Ассистент снял с ее рук бумажные пакеты – их надевают для сохранения улик, – и Купер наклонился над ней со шпателем, чтобы взять соскоб из-под ногтей.
– А! – вдруг воскликнул он. – Любопытно.
Он взял пинцет, сделал что-то изощренное с ее правой рукой и выпрямился, подняв инструмент повыше.
– Это, – сказал он, – было между указательным и средним пальцами.
Четыре тонких светлых волоска. Блондин, склонившийся над розовой постелью с оборками, сопротивляющаяся девочка…
– Этого хватит для анализа ДНК? – спросил я.
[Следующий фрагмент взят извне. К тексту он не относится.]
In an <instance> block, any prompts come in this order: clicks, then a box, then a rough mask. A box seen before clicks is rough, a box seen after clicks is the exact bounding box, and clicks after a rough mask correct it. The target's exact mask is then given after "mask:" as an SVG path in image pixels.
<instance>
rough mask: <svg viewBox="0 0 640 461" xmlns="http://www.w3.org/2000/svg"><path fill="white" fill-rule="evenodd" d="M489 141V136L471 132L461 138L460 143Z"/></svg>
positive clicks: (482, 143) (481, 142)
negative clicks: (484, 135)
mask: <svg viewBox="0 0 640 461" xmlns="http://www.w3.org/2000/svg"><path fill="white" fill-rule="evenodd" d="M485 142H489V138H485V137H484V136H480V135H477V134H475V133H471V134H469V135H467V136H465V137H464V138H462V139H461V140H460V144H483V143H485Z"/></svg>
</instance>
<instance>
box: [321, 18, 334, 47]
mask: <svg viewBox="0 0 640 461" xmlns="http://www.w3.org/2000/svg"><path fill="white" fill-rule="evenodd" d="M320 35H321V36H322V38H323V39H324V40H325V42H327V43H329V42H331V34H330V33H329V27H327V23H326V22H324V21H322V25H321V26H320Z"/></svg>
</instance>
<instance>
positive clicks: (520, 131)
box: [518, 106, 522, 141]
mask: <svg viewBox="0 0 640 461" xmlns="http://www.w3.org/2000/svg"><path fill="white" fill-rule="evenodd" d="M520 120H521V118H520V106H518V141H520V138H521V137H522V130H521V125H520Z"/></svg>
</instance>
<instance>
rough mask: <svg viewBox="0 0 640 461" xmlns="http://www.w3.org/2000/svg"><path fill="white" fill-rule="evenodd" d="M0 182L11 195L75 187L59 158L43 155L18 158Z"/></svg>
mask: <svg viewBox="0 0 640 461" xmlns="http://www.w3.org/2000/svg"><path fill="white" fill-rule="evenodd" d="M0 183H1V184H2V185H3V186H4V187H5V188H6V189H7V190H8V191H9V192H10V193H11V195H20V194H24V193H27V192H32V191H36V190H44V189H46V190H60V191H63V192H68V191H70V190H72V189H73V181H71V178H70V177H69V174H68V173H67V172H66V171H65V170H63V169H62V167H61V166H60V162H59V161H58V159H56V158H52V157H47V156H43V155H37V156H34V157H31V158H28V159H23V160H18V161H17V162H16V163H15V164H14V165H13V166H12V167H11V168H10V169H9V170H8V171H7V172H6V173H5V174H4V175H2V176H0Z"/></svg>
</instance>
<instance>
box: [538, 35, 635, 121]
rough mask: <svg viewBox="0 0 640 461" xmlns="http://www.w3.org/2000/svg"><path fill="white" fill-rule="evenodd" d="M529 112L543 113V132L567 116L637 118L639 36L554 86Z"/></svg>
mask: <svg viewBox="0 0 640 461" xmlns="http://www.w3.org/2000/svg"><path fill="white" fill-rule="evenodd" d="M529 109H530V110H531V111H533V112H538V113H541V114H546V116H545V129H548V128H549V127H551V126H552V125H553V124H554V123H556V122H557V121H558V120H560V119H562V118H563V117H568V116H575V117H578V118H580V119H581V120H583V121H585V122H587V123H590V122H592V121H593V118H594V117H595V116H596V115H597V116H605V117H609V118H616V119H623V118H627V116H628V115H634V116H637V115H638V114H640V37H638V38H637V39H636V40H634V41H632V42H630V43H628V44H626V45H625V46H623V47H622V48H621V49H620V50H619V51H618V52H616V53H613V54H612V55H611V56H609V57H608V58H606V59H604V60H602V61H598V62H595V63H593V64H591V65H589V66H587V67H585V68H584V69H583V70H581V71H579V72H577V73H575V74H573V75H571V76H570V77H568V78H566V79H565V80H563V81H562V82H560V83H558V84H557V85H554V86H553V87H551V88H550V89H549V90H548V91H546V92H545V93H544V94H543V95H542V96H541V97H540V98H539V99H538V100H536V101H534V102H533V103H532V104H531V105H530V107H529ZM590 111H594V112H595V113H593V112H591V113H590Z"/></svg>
Купер улыбнулся одними губами:
– Умерьте пыл, детектив. Разумеется, потребуется провести микроскопическое сравнение, но, судя по цвету и структуре, эти волоски, по всей вероятности, принадлежат самой жертве. – Он бросил их в пакет для вещдоков, достал авторучку и, наклонившись, черкнул что-то на ярлычке. – Если допустить, что улики подтвердят предварительную версию об удушении, я бы предположил, что ее руки были прижаты по сторонам головы подушкой или другим орудием преступления и что перед тем, как потерять сознание, она, не имея возможности вцепиться в нападавшего, тянула себя за волосы.
В этот момент Ричи вышел – просто развернулся, ушел и закрыл за собой дверь. Хорошо еще, что не впечатал кулак в стену и не сблевал на пол.
Ассистент захихикал. Купер бросил на дверь долгий ледяной взгляд.
– Прошу прощения за детектива Куррана, – сказал я.
Купер перевел взгляд на меня.
– Я не привык, – сказал он, – чтобы мои вскрытия прерывали без веских причин. У вас или у вашего коллеги такая причина есть?